What does “In Perpetuity” Mean?
Certain buzzwords come up regularly in artistic and music contracts. If you’re super keen on signing that sweet contract that you’ve been waiting a decade or more for, we’re here (as your virtual friend) to tell you to slow down and learn what these legal terminologies are before signing anything. Someday, you’ll thank us for this!
“In perpetuity” simply means forever. It’s used to fix a term of an agreement to a length of time.
Terms which are agreed upon in perpetuity are often still valid even after a contract ends. What’s more – they even survive the termination of the contract by one party, or the death of one party. E.g. you might sign a 2-year contract, but certain sub-sections, such as a non-disclosure clause, is something that both parties have to abide by till the end of time.
Typically, publishing rights expire after X number of years, meaning that the artist can regain control of their rights after the contract ends. However, some contracts still include the in perpetuity clause – meaning that you’ll hand over your rights forever – or until the copyright expires. Other phrasings that still mean “in perpetuity” are “life of copyright” and “indefinitely”. Seek legal advice when seeing such terminologies in contracts.

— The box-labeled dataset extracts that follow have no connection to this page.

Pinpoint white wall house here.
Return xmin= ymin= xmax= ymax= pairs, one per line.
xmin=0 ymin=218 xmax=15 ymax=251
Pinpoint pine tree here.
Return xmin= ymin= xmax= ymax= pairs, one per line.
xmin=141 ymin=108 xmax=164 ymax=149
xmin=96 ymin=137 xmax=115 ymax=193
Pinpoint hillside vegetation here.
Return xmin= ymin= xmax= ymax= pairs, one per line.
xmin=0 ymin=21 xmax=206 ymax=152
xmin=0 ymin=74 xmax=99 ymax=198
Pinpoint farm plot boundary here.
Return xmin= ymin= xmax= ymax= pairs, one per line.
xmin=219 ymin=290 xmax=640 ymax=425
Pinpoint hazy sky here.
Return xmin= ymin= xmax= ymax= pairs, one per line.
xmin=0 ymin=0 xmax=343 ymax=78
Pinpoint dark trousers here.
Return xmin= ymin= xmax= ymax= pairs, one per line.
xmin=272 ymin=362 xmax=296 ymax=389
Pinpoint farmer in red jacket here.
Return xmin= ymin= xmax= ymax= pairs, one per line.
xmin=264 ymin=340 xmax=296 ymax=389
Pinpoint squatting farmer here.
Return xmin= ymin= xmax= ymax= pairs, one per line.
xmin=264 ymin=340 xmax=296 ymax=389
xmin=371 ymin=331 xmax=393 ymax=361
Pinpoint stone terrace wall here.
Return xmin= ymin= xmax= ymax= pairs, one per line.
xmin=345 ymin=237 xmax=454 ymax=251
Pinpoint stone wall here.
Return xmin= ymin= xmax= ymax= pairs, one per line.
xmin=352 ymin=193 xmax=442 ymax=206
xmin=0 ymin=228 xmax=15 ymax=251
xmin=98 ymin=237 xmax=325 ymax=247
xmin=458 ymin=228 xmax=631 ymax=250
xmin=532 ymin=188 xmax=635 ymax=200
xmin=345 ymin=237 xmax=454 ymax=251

Artist push-back against “In Perpetuity” Contracts
Artists at all levels are battling an arcane music industry that enables “in perpetuity” contracts to even exist. More than 1450 global creatives have signed an open letter, demanding label heads to negotiate better deals for artists and songwriters. Toxic industry deals have been brought to the forefront during the COVID-19 pandemic, which has prevented artists from earning their keep through touring and forced low-to-mid-tier artists and songwriters to have side-hustles or change their career altogether to pay their rent.
In the same Forbes article, talent manager Natalie Prospere commented, “It doesn’t make sense just to be affiliated with a company that’s not helping move your career forward and help you earn money.”
She continued, “And then there’s the retention period. Some of these deals are in perpetuity, where this company is going to be collecting half your earnings from these songs forever.”.
It’s worth noting that in some cases, an in perpetuity contract may be worth it e.g. if an artist is giving up their rights in one state or one region. This is partly because, if push comes to shove, the law may be on their side, as certain states are against never-ending contracts, and can assist one party to get out of such a contract if things get too toxic.